Carriers Multimerize STING Protein Fragments to Activate Type I Interferon Signaling in STING-Deficient Cancer Cells.

Therapeutic activation of the stimulator of interferon genes (STING) innate immune pathway shows promise for cancer immunotherapy; however, frequent loss of STING expression in cancer cells renders these cells unresponsive to existing agonists. We report that cytosolic delivery of a soluble STING protein fragment bypasses this challenge by interacting directly with downstream signaling molecules TANK-binding kinase 1 (TBK1) and interferon regulatory factor 3 (IRF3) to activate a Type I interferon response, even in STING-deficient cells.

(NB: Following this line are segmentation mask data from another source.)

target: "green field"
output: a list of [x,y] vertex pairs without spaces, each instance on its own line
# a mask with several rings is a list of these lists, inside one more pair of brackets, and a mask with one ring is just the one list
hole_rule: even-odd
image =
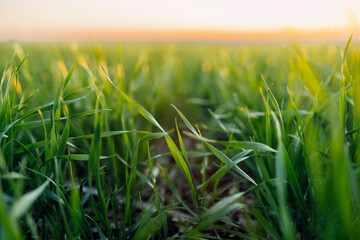
[[0,44],[0,239],[359,239],[360,46]]

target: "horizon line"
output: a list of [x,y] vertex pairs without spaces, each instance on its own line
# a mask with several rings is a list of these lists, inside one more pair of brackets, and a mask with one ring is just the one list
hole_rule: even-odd
[[360,27],[300,29],[5,29],[1,42],[124,41],[124,42],[267,42],[267,41],[346,41],[360,37]]

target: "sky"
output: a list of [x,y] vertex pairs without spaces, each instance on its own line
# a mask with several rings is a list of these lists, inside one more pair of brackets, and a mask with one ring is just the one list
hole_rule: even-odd
[[76,31],[313,31],[358,23],[360,0],[0,0],[3,40]]

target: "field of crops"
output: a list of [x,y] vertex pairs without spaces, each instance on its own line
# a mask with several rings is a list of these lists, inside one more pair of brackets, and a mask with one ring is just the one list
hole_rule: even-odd
[[0,239],[359,239],[360,46],[0,44]]

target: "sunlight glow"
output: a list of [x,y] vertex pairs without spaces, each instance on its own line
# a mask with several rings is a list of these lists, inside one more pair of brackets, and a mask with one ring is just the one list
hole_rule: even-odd
[[46,31],[357,29],[358,0],[0,0],[0,38]]

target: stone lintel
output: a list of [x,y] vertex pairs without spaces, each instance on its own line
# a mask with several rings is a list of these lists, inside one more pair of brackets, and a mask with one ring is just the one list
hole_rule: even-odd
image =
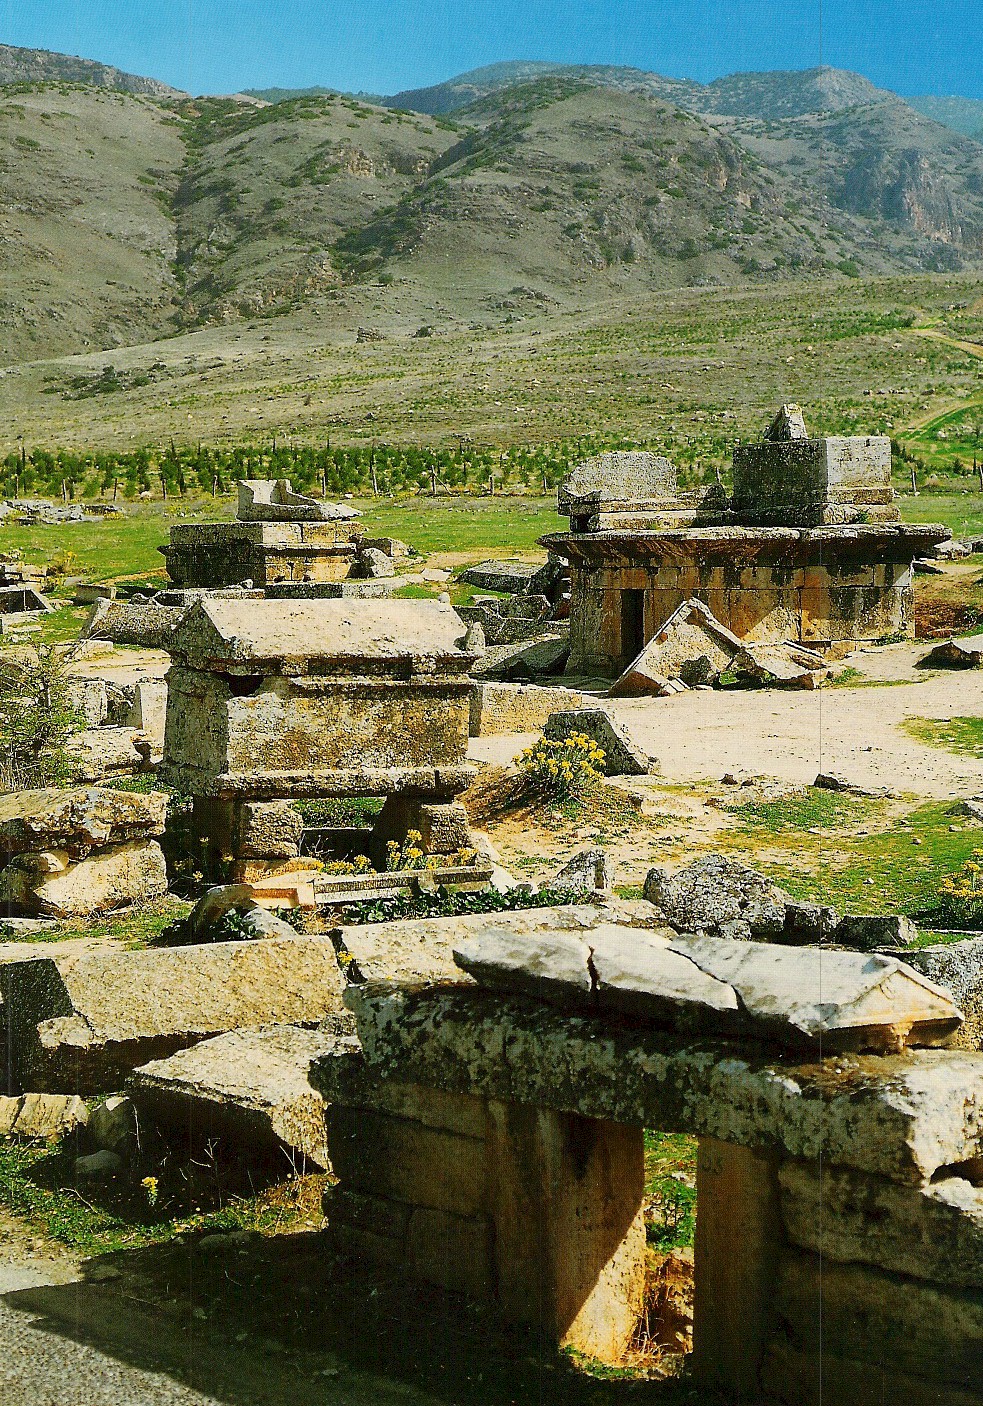
[[701,561],[809,560],[837,555],[911,561],[951,536],[941,523],[851,523],[838,527],[693,527],[649,531],[553,532],[540,545],[568,561],[665,558]]
[[983,1151],[983,1054],[802,1063],[748,1041],[678,1037],[473,987],[350,988],[378,1077],[920,1182]]
[[240,800],[316,800],[332,796],[408,796],[451,801],[478,775],[475,766],[365,768],[352,771],[244,771],[202,775],[171,765],[168,780],[195,796]]

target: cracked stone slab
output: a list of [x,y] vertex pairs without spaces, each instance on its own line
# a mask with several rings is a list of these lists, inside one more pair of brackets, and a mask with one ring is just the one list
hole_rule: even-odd
[[454,948],[480,985],[573,1010],[785,1045],[901,1050],[947,1043],[949,993],[894,957],[641,932],[525,935],[489,926]]

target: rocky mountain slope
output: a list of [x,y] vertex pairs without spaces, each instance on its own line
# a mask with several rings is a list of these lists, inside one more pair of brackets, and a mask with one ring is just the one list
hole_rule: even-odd
[[504,64],[423,112],[121,92],[60,60],[0,84],[8,362],[284,312],[408,332],[983,263],[983,144],[856,74]]
[[118,93],[143,93],[151,98],[187,96],[156,78],[140,78],[93,59],[0,44],[0,85],[12,83],[84,83],[90,88],[113,88]]

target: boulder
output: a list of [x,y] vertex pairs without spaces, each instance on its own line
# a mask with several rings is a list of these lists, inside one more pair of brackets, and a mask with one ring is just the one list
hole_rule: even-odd
[[367,580],[378,580],[386,576],[395,576],[396,568],[393,565],[391,556],[381,552],[376,547],[363,547],[355,558],[354,575],[365,577]]
[[75,1159],[75,1175],[83,1181],[109,1181],[122,1168],[123,1159],[119,1153],[110,1152],[105,1147]]
[[926,668],[978,669],[983,665],[983,635],[943,640],[918,662]]
[[47,849],[90,849],[164,833],[168,797],[97,786],[14,791],[0,796],[0,857]]
[[563,742],[575,732],[584,733],[601,748],[605,776],[648,776],[659,769],[656,759],[637,746],[627,729],[603,708],[567,708],[553,713],[543,736],[550,742]]
[[121,1157],[131,1152],[139,1141],[136,1105],[122,1094],[114,1094],[96,1104],[87,1126],[90,1142],[101,1151],[115,1152]]
[[735,938],[781,939],[792,900],[759,874],[728,855],[708,854],[685,869],[650,869],[645,897],[678,932]]
[[0,903],[28,916],[84,918],[167,892],[167,865],[156,840],[131,840],[75,859],[66,850],[18,854],[0,871]]
[[816,688],[829,674],[821,654],[795,644],[746,644],[730,670],[766,687]]
[[886,917],[848,913],[837,923],[832,937],[841,947],[873,952],[878,947],[914,947],[918,942],[918,928],[900,913]]
[[324,1098],[308,1075],[345,1038],[293,1025],[237,1030],[141,1066],[130,1089],[143,1122],[182,1142],[227,1138],[258,1153],[286,1150],[298,1171],[330,1171]]
[[148,1060],[229,1030],[316,1023],[341,1010],[329,942],[93,952],[0,967],[12,1077],[55,1092],[112,1093]]
[[889,786],[860,786],[856,781],[849,781],[835,771],[821,771],[812,784],[819,791],[840,791],[849,796],[862,796],[874,801],[891,800],[895,794]]

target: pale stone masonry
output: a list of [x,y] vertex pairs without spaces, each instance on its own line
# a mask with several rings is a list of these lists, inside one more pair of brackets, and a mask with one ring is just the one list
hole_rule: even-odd
[[[537,962],[530,948],[533,986]],[[885,997],[874,1018],[890,1022],[906,998]],[[701,1387],[983,1403],[983,1055],[801,1062],[461,981],[369,982],[346,1003],[361,1050],[311,1080],[363,1110],[344,1115],[329,1200],[360,1253],[617,1360],[641,1305],[642,1130],[689,1133]]]
[[691,599],[742,641],[911,632],[912,562],[948,530],[901,522],[889,440],[810,439],[799,422],[784,407],[736,447],[731,500],[719,485],[680,493],[655,456],[647,474],[622,462],[641,455],[574,471],[558,492],[570,531],[542,539],[570,563],[568,673],[617,677]]
[[474,655],[438,601],[206,598],[175,632],[164,772],[195,798],[199,834],[248,880],[297,853],[287,800],[376,796],[374,857],[419,830],[469,840],[456,797]]
[[178,586],[341,581],[358,555],[359,517],[295,493],[286,479],[243,479],[235,522],[178,523],[159,551]]

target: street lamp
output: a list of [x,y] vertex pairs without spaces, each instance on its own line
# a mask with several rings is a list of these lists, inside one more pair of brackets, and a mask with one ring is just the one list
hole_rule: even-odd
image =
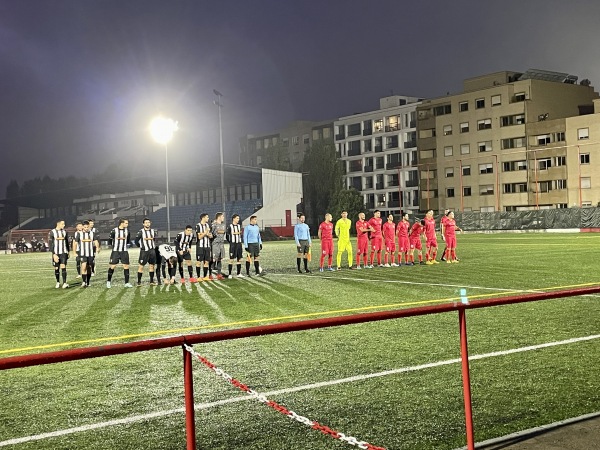
[[175,133],[179,127],[177,126],[177,122],[173,119],[169,119],[164,116],[158,116],[152,119],[150,122],[150,134],[152,138],[159,144],[165,146],[165,173],[166,173],[166,182],[167,182],[167,195],[166,195],[166,204],[167,204],[167,242],[171,242],[171,214],[169,210],[169,152],[167,145],[173,139],[173,133]]
[[221,124],[221,108],[223,107],[223,103],[221,99],[223,98],[223,94],[221,94],[216,89],[213,89],[214,94],[217,96],[217,99],[213,102],[219,108],[219,154],[221,156],[221,204],[223,208],[223,214],[225,214],[225,167],[223,165],[223,126]]

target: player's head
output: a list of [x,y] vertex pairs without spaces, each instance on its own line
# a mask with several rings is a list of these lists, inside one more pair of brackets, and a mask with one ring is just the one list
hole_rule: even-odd
[[208,214],[207,213],[200,214],[200,223],[206,223],[206,222],[208,222]]
[[378,209],[373,211],[373,217],[381,217],[381,211],[379,211]]
[[234,214],[233,216],[231,216],[231,223],[233,223],[234,225],[237,225],[239,221],[240,221],[239,214]]
[[84,220],[83,223],[81,224],[83,231],[88,231],[90,229],[90,222],[87,220]]
[[186,235],[186,236],[189,236],[190,234],[192,234],[192,231],[193,231],[193,230],[194,230],[194,229],[192,228],[192,226],[191,226],[191,225],[186,225],[186,226],[185,226],[185,231],[184,231],[184,233],[185,233],[185,235]]
[[81,223],[81,222],[77,222],[77,223],[75,224],[75,229],[76,229],[77,231],[81,231],[81,230],[83,229],[83,223]]
[[402,220],[408,221],[408,213],[406,211],[402,212]]
[[150,222],[150,219],[148,219],[147,217],[144,217],[144,220],[142,220],[142,225],[144,225],[144,228],[147,230],[148,228],[150,228],[150,225],[152,224],[152,222]]
[[448,215],[448,213],[450,212],[450,210],[448,208],[444,209],[444,215]]
[[119,219],[119,228],[127,228],[129,226],[129,220],[120,218]]
[[217,223],[223,222],[224,218],[225,218],[225,214],[223,214],[222,212],[218,212],[215,214],[215,222],[217,222]]
[[256,216],[250,216],[250,225],[256,225]]
[[454,211],[448,211],[448,218],[454,219]]
[[88,223],[90,224],[90,228],[94,228],[94,219],[88,219]]
[[300,221],[300,223],[304,223],[306,217],[304,216],[304,214],[300,213],[298,214],[298,220]]
[[342,219],[348,218],[348,211],[342,211]]
[[62,219],[58,219],[56,221],[56,229],[57,230],[62,230],[65,227],[65,221]]
[[329,213],[325,214],[325,222],[331,222],[331,219],[333,218],[333,216]]
[[359,212],[358,213],[358,219],[359,220],[365,220],[365,213],[364,212]]
[[175,267],[177,264],[177,256],[171,256],[169,258],[169,267]]
[[421,219],[421,225],[425,226],[425,219]]
[[433,217],[433,209],[428,210],[427,214],[425,214],[425,216],[427,216],[427,218],[431,219]]
[[394,215],[393,214],[388,214],[388,222],[393,222],[394,221]]

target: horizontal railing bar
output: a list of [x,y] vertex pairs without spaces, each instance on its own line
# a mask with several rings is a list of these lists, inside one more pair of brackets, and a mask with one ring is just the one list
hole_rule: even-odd
[[563,297],[575,297],[600,293],[600,286],[577,289],[564,289],[552,292],[539,292],[520,294],[495,299],[478,300],[474,303],[463,304],[460,302],[444,303],[441,305],[421,306],[416,308],[397,309],[393,311],[378,311],[372,313],[336,316],[323,319],[302,320],[298,322],[285,322],[272,325],[262,325],[234,330],[213,331],[209,333],[175,336],[169,338],[148,339],[122,344],[111,344],[97,347],[83,347],[56,352],[36,353],[21,356],[11,356],[0,359],[0,370],[17,369],[22,367],[54,364],[59,362],[77,361],[81,359],[98,358],[102,356],[121,355],[126,353],[159,350],[178,347],[187,343],[189,345],[208,342],[217,342],[230,339],[241,339],[252,336],[304,331],[316,328],[326,328],[340,325],[352,325],[380,320],[400,319],[402,317],[424,316],[441,314],[464,309],[487,308],[491,306],[509,305],[539,300],[551,300]]

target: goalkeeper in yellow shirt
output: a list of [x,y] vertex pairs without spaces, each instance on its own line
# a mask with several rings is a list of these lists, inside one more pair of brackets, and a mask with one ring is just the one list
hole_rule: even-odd
[[348,252],[348,268],[352,269],[352,243],[350,242],[350,227],[348,211],[342,211],[342,218],[335,223],[335,235],[338,237],[337,270],[342,270],[342,253]]

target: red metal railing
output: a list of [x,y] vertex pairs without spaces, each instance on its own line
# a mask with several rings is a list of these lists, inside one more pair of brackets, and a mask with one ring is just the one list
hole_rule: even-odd
[[[551,300],[564,297],[575,297],[580,295],[600,293],[600,286],[578,289],[566,289],[552,292],[541,292],[534,294],[523,294],[500,297],[496,299],[478,300],[475,303],[446,303],[435,306],[424,306],[418,308],[406,308],[394,311],[381,311],[349,316],[330,317],[325,319],[303,320],[298,322],[278,323],[235,330],[214,331],[203,334],[192,334],[170,338],[160,338],[129,342],[125,344],[112,344],[99,347],[75,348],[57,352],[38,353],[33,355],[12,356],[0,359],[0,370],[17,369],[22,367],[38,366],[43,364],[54,364],[59,362],[76,361],[81,359],[99,358],[125,353],[135,353],[147,350],[158,350],[170,347],[183,346],[183,344],[202,344],[230,339],[241,339],[253,336],[264,336],[269,334],[288,333],[292,331],[311,330],[340,325],[351,325],[380,320],[399,319],[403,317],[425,316],[429,314],[440,314],[452,311],[458,312],[460,351],[462,361],[463,397],[465,403],[465,425],[466,440],[469,450],[475,449],[473,433],[473,415],[471,409],[471,384],[469,377],[469,355],[467,344],[467,321],[466,310],[477,308],[488,308],[491,306],[510,305],[515,303],[532,302],[539,300]],[[194,413],[194,394],[192,379],[192,357],[183,349],[183,373],[184,373],[184,397],[186,409],[186,433],[187,449],[196,449],[196,430]]]

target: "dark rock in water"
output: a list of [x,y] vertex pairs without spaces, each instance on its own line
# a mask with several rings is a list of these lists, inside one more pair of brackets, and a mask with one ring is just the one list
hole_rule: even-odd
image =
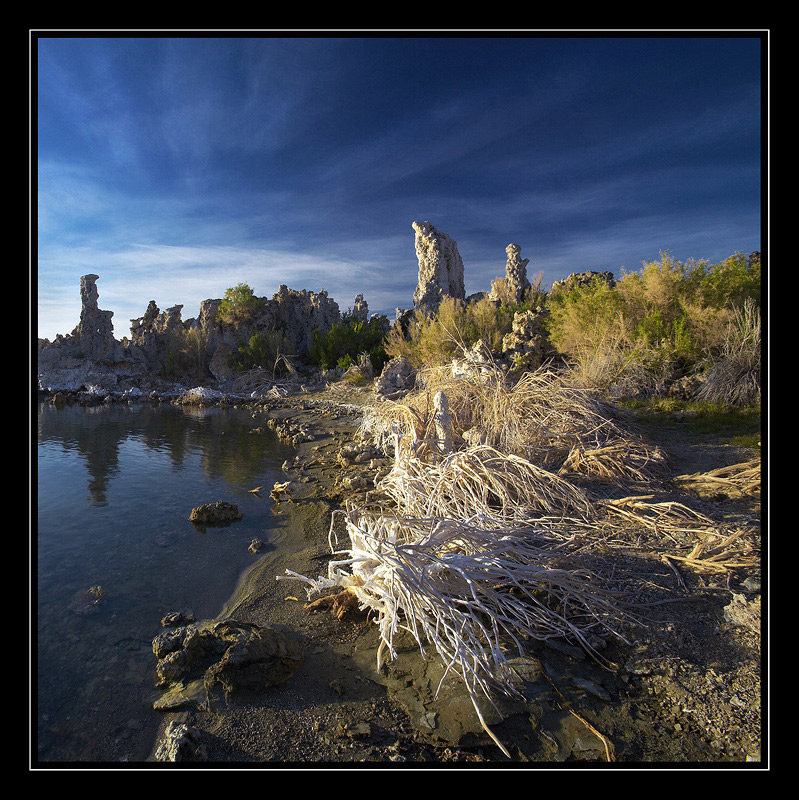
[[157,710],[200,705],[217,686],[225,698],[264,691],[289,680],[304,658],[288,629],[237,620],[170,628],[153,639],[153,653],[157,685],[166,690]]
[[162,628],[174,628],[177,625],[188,625],[194,622],[194,617],[191,614],[184,614],[182,611],[170,611],[164,614],[161,619]]
[[105,592],[99,586],[92,586],[91,589],[81,589],[69,601],[69,610],[82,617],[87,614],[94,614],[104,596]]
[[217,500],[216,503],[206,503],[191,510],[189,519],[192,522],[215,524],[224,522],[235,522],[240,520],[243,514],[238,506],[233,503],[226,503],[224,500]]

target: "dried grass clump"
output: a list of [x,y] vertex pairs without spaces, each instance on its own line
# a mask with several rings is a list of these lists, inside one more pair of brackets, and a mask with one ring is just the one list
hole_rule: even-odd
[[[490,362],[472,366],[425,370],[421,388],[402,402],[365,410],[362,434],[394,453],[375,488],[380,505],[334,512],[327,577],[287,577],[306,582],[309,598],[351,593],[376,616],[378,669],[386,653],[396,658],[400,631],[423,655],[432,647],[509,755],[479,704],[492,691],[518,695],[506,652],[523,654],[529,639],[565,638],[602,663],[593,636],[618,635],[626,616],[618,597],[576,564],[575,544],[624,521],[677,543],[694,569],[705,561],[705,569],[725,569],[739,563],[730,547],[743,539],[725,539],[707,517],[653,494],[592,500],[575,478],[651,483],[662,453],[563,375],[541,369],[513,383]],[[345,546],[335,533],[341,518]],[[676,536],[686,532],[699,539],[690,552]],[[347,607],[341,593],[323,604]]]
[[624,617],[589,571],[570,568],[545,527],[497,530],[365,509],[335,513],[343,513],[350,542],[339,549],[331,524],[331,550],[344,558],[330,563],[327,578],[288,578],[308,583],[309,598],[344,588],[377,615],[378,669],[385,652],[396,658],[401,630],[423,655],[432,646],[446,665],[444,677],[450,670],[460,675],[483,727],[506,754],[478,698],[490,701],[492,690],[519,696],[507,648],[523,653],[526,638],[567,638],[601,660],[592,633],[615,633]]
[[760,404],[760,309],[751,299],[735,309],[721,356],[705,374],[697,399],[729,406]]
[[648,502],[654,495],[599,500],[610,517],[617,516],[662,534],[707,533],[716,528],[712,519],[676,501]]
[[709,472],[678,475],[674,482],[695,492],[724,492],[731,497],[760,494],[760,458]]
[[395,434],[424,459],[435,439],[433,398],[449,401],[455,446],[488,445],[551,472],[617,483],[646,482],[662,471],[661,450],[626,430],[609,409],[564,374],[545,367],[515,383],[496,367],[453,375],[452,367],[423,370],[420,389],[401,403],[368,410],[363,431],[382,449]]
[[471,520],[508,525],[541,515],[591,516],[591,503],[577,486],[520,456],[476,445],[434,463],[412,453],[395,458],[377,486],[410,517]]
[[726,533],[713,531],[703,536],[687,555],[673,558],[700,575],[729,574],[732,570],[758,564],[758,548],[750,541],[751,532],[743,528]]

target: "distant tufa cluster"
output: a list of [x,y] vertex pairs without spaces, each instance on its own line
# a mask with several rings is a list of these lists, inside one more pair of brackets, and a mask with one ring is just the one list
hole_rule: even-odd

Prior work demonstrated that this same STING fragment was not capable of activating signaling when overexpressed, leading us to investigate how the cytosolic delivery of the protein enables activity. Our results suggest that in addition to facilitating transport across the cell membrane, complexation by delivery vehicles can promote multimerization of the STING fragment, allowing it to remain in a multimeric active state even after escape from the cytosol. Activity remains even after truncation or unfolding of STING's crystallizable domain containing the interface of the protein involved in full-length STING oligomerization, showing that multimerization of STING fragments can proceed by nontypical means. Finally, we demonstrate that this strategy can induce a type I interferon response in multiple STING-proficient and -deficient cancer cell lines. Overall, this work shows how delivery vehicles can be used to modify a protein therapeutic into an active state and provides a proof of concept motivating further development of STING fragment delivery as an immunotherapy.